|If Only Dad Had Known|
|By Masha Obolensky|
“Why in the world does the Brown Alumni Magazine want to write about old ladies?” Phyllis Godwin ’48 asked when I contacted her. Then the 87-year-old CEO and owner of Granite City Electric Supply Company, an electrical distributor based in Quincy, Mass., sighed: “I just went to my 65th reunion at Brown. Sixty. Fifth. Two of my best friends from Brown had just died. It’s the price you pay for living this long.”Godwin has been thinking a lot about her mortality lately—and her legacy. Her father, a true American success story, was born in Italy and immigrated to the United States with only a second-grade education. He was 16 at the time and spoke no English. He opened Granite City Electric in 1923 and 50 years later passed it on to Phyllis, his oldest daughter and the family’s first high school graduate. During her 41 years as owner and later CEO of Granite City, Godwin has grown it from a one-shop business into a $150 million regional power operating in five New England states.
At Pembroke, she majored in psychology. Unlike many of her classmates, she wasn’t overly concerned with marriage and family after graduation, and instead aspired to an MBA. She couldn’t find a program that accepted women. “There were almost no female role models in 1948,” she says.

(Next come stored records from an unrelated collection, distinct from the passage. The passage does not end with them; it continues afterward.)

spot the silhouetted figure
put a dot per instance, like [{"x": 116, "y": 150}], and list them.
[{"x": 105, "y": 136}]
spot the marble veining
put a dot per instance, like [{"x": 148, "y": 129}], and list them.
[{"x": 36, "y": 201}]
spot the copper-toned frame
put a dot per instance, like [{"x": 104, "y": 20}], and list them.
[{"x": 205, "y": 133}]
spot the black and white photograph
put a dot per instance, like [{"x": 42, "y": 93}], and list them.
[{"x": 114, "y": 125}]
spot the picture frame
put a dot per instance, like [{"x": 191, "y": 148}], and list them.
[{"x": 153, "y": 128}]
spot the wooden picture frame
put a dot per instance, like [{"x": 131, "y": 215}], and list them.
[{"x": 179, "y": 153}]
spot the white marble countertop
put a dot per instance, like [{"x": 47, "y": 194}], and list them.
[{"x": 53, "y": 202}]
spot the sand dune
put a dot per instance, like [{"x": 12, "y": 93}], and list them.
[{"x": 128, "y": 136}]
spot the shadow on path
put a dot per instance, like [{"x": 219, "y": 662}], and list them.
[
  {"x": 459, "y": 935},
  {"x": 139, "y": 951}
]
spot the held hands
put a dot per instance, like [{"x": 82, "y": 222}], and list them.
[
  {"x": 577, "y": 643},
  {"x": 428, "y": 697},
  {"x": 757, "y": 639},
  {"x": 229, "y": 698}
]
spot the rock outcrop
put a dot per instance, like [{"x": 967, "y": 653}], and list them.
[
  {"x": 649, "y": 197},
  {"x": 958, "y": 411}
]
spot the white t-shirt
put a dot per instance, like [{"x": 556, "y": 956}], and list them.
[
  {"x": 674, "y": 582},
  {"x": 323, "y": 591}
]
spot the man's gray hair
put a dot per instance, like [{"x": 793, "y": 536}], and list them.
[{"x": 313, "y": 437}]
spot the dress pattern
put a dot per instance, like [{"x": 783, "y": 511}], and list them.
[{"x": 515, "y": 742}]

Instead, she settled on a business certificate from Radcliffe. “Our classes were all taught by the Harvard Business School professors,” Godwin says, “but we were separated from the men, and at the end we received a certificate instead of a degree.”
When her father handed over control of Granite City, Phyllis had no management experience and was a single mom caring for two daughters. She says she wasn’t her dad’s first choice. He’d hoped to pass on the business to a son-in-law, but when that was no longer an option he had to “make do” with a daughter. It was then that Godwin enrolled in Suffolk University’s MBA program, whose classroom lessons she was soon applying at Granite City.
Thinking about her own daughters and granddaughter, Godwin says she is heartened that “there are a lot more resources for women today.” Still, she sees this generation of women running into some of the same roadblocks, especially in the business world.
“The majority of women are still choosing the helping professions,” she says. “I think that many women who go into business become disenchanted by the sexism and greed they encounter. It’s still a boys’ club.”
What Godwin wants these women to know is that there are many opportunities for change in the private sector. Over the years, Godwin worked to get women on boards of directors and served as mentor to rising female entrepreneurs. “Sometimes there is nothing better than hearing ‘I have faith in you’ from someone,” Godwin says. “It can make a real difference. It did for me.”
Godwin is now preparing to hand the company over to the next generation, though she plans to remain its treasurer and clerk and to participate in strategic decisions. “I never wanted to retire. But I had to face reality,” she says. Her daughters are on the board of directors, and one of her sons-in-law is the chairman of the board.
Godwin recalls with pride what her father said to her many years ago: “If I had known you were going to love this business so much and be so good at it, I would have started us working together a long time ago.”